Chesapeake Energy has entered into an agreement to sell its interests in the Utica Shale operating area located in Ohio for approximately $2 billion to Encino Acquisition Partners, a private oil and gas company headquartered in Houston. The transaction, which is subject to certain customary closing conditions, including the receipt of third-party consents, is expected to close in Q4 2018. The purchase price includes a $100 million contingent payment based on future natural gas prices and is subject to adjustment for certain customary items at or following closing. Chesapeake intends to use the anticipated net proceeds to reduce debt.

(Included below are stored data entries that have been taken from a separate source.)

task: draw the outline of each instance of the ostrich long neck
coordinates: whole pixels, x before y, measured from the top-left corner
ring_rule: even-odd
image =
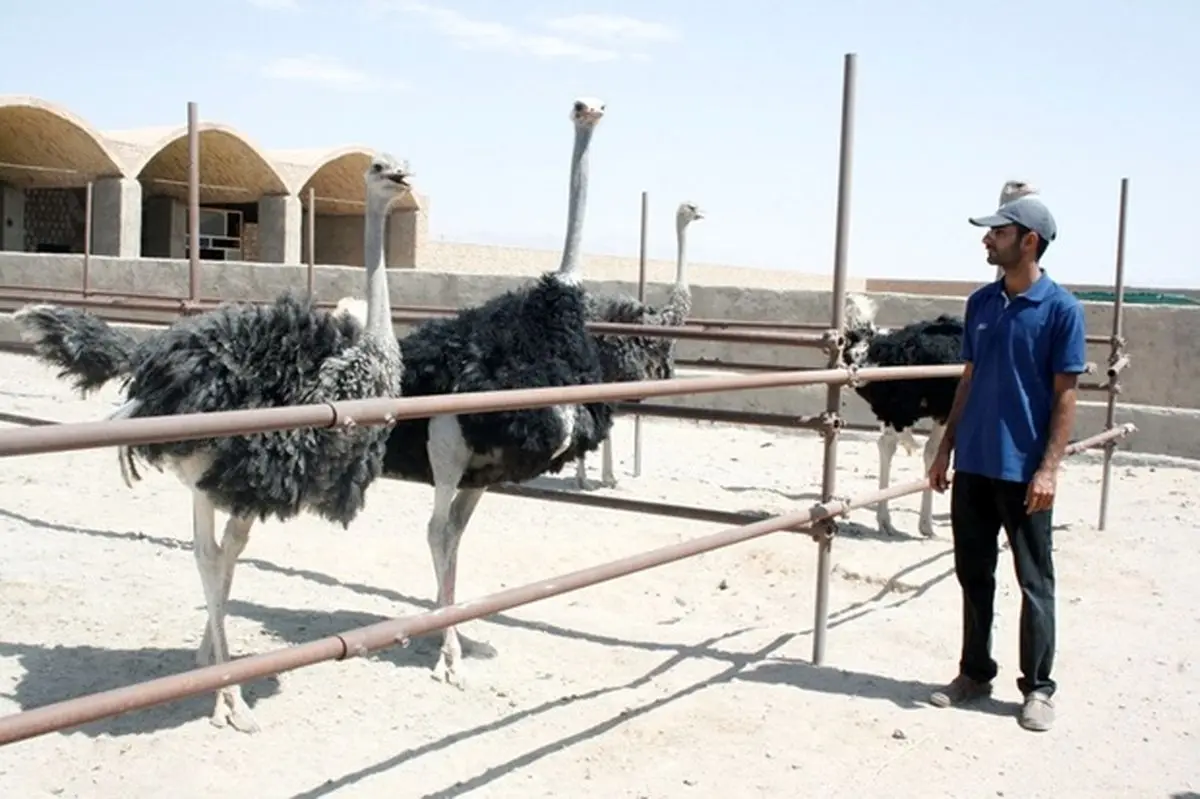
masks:
[[[363,265],[367,271],[366,334],[381,343],[396,343],[392,331],[392,301],[388,295],[387,267],[383,258],[383,228],[390,201],[367,195],[367,214],[363,219]]]
[[[583,237],[583,208],[587,204],[588,146],[592,129],[583,125],[575,128],[575,152],[571,156],[571,193],[567,204],[567,238],[563,242],[562,263],[558,274],[563,278],[579,277],[579,242]]]
[[[683,219],[675,224],[675,285],[664,309],[664,320],[671,325],[682,325],[692,312],[692,291],[687,282],[687,226]]]
[[[687,290],[687,222],[675,226],[675,288]]]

Transaction highlights are:
- $1.9 billion initial closing proceeds to be applied toward reduction of debt; up to $150 million reduction in annual cash interest expense;
- $450 million reduction of projected 2019 gathering, processing and transportation expense, for an expected improvement of approximately $0.50 per BOE; eliminates all future Utica Shale midstream and downstream commitments of approximately $2.4 billion;
- Improves EBITDA by approximately $0.70 per BOE in 2019, due to lower cash operating costs and improved oil differentials, assuming flat 2018 commodity prices;
- Expect organic replacement of divested EBITDA within one year, primarily driven by oil volume growth from the Powder River Basin (PRB);
- 2019 oil production expected to grow approximately 10% from 2018, adjusted for asset sales, with additional oil growth anticipated for 2020; and
- 2018 Outlook updated to reflect business performance year to date and impact of pending transaction.

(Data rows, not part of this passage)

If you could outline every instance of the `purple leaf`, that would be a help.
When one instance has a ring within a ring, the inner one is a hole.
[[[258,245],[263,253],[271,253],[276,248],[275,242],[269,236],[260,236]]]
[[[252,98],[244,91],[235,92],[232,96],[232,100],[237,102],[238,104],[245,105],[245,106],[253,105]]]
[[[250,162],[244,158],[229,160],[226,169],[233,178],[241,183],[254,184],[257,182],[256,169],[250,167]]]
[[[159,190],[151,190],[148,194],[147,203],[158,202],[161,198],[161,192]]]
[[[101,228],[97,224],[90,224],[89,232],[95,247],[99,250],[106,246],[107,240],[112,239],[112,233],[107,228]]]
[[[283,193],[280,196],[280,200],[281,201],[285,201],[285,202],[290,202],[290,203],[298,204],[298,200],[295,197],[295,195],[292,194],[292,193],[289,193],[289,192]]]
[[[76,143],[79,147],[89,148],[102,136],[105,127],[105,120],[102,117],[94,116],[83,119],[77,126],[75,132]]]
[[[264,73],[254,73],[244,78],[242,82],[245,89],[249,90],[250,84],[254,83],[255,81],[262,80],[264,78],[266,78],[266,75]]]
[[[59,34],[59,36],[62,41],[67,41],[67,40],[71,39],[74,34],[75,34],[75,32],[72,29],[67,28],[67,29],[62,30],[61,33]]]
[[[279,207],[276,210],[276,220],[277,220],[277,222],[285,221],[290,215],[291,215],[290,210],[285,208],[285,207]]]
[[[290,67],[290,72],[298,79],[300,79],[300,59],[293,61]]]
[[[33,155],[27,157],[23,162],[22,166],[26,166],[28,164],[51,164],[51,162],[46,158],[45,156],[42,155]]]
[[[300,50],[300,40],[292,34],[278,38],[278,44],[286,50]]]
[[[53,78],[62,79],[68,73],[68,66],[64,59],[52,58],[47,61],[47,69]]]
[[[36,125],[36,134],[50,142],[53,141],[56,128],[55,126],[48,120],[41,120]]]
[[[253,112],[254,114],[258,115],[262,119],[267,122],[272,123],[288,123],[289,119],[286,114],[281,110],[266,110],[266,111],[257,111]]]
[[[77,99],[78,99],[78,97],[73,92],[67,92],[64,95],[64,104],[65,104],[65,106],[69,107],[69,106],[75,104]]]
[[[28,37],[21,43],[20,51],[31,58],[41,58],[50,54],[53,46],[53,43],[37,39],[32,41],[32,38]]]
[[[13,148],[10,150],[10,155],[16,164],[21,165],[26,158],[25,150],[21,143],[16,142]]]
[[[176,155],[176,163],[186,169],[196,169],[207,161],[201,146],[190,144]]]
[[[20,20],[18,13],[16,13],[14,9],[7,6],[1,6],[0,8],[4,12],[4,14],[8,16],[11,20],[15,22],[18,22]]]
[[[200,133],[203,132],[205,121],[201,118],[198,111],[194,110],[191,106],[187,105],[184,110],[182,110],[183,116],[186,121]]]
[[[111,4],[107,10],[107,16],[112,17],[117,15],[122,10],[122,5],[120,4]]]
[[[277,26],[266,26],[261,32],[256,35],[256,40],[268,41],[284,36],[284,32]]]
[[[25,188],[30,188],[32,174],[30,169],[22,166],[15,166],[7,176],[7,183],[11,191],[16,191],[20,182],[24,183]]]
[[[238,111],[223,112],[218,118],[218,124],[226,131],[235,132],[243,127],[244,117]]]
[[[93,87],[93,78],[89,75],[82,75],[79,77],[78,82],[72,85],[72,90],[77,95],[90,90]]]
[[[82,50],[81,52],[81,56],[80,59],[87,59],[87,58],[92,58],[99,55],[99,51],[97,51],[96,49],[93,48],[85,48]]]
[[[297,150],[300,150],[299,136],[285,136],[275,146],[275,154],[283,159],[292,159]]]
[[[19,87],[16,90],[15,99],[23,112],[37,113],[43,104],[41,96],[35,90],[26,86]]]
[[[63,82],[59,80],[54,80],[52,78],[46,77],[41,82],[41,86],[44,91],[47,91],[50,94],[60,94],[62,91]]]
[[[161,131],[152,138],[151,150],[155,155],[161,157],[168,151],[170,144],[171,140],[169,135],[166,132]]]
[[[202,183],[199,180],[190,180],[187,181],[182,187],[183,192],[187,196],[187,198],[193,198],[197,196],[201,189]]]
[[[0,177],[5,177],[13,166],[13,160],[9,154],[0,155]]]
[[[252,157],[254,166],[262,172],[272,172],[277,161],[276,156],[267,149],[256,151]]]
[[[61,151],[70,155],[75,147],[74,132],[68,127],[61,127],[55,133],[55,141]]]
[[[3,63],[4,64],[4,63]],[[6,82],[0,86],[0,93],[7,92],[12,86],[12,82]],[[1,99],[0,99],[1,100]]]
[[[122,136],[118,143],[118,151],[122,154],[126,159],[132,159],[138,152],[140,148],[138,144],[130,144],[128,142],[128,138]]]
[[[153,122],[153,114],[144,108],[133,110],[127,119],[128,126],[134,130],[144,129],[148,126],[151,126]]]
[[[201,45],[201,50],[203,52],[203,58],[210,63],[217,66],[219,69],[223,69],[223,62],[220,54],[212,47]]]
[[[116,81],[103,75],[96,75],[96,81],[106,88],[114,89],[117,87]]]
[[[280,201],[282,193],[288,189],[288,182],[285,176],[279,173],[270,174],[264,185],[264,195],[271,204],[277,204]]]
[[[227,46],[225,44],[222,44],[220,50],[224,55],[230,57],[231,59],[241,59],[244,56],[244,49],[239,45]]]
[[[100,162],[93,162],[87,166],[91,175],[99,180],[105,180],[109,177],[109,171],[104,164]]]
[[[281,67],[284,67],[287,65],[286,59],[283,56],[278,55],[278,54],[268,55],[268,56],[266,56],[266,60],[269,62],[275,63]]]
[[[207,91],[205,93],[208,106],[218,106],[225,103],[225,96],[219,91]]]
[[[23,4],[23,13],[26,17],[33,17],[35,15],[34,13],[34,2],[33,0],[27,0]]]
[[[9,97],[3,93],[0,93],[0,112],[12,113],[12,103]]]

“Today’s announcement makes Chesapeake a stronger and more competitive company,” Doug Lawler, Chesapeake’s President and Chief Executive Officer, commented. “By divesting our position in the Utica and using the proceeds for debt reduction, we will not only significantly improve the health of our balance sheet, but we will also accelerate progress toward our strategic goals of reducing our debt, improving our margins and reaching sustainable free cash flow neutrality.”